Kirkland-based CEO is leading development of noninvasive methods to diagnose cardiovascular disease.
What do you do? At Kirkland-based Prevencio, I lead the discovery and development of blood tests that have the potential to save millions of lives and billions of health-care dollars. Our tests can accurately identify significant cardiac disease 90 percent of the time.
How did you get started? I got a Bachelor of Pharmacy, thinking I would continue to medical school. Through guidance and counsel, I thought I could have greater impact on the lives of others if I pursued a career in medical technology. I was fortunate to get my first job in medical devices at Seattle-based Quinton Instrument Company (which became Cardiac Science). Through Quinton and subsequent companies, I worked my way up to the executive suite through sales and marketing. I also picked up an MBA along the way that has helped me understand the business side of medicine.

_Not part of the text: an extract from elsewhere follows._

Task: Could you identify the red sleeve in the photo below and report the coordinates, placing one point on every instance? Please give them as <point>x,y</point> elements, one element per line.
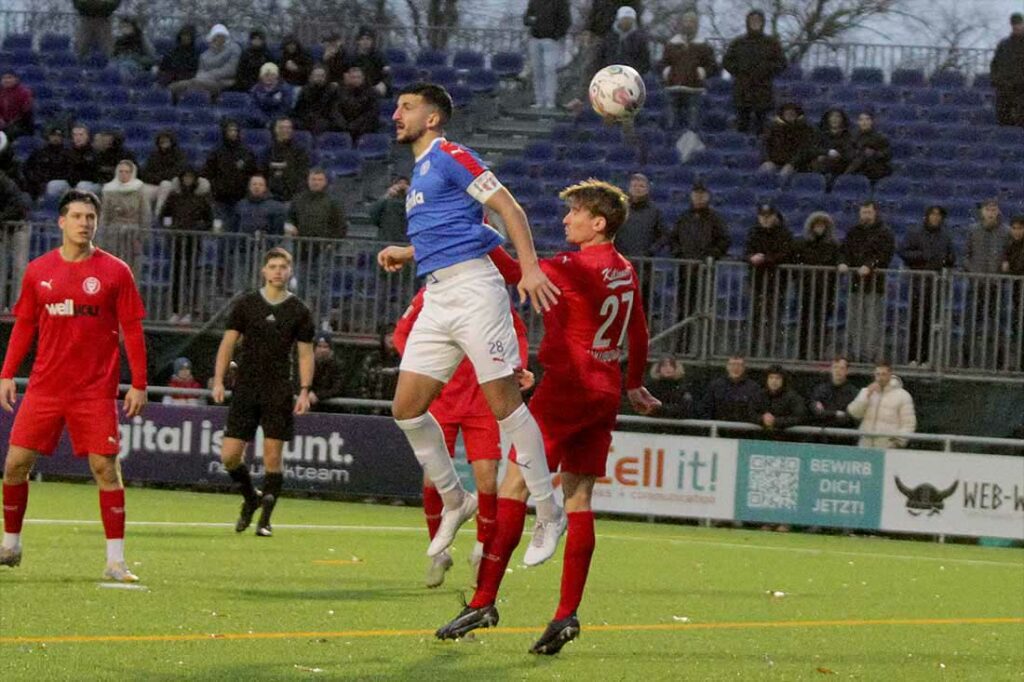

What’s a typical day like? Never a dull moment. I’m usually managing a mix of research, clinical market development, potential partnerships, patents, legal, investors and financing. I also try to squeeze in a quick workout (run or Barre 3) and a little spiritual time — much needed after discussing patent law.
What’s the best part of the job? We are making health care better and more affordable — that is immensely satisfying. For example, our HART CAD blood test is a noninvasive way to diagnose whether a patient has obstruction in their coronary arteries and are at imminent risk of having a heart attack. This is far less expensive than traditional stress tests and delivers results within two hours.
What surprises people about what you do? People are amazed that we can learn so much from a blood test, but I think they are most surprised by just how many people are affected by cardiovascular disease. In the U.S., heart disease accounts for one in every four deaths.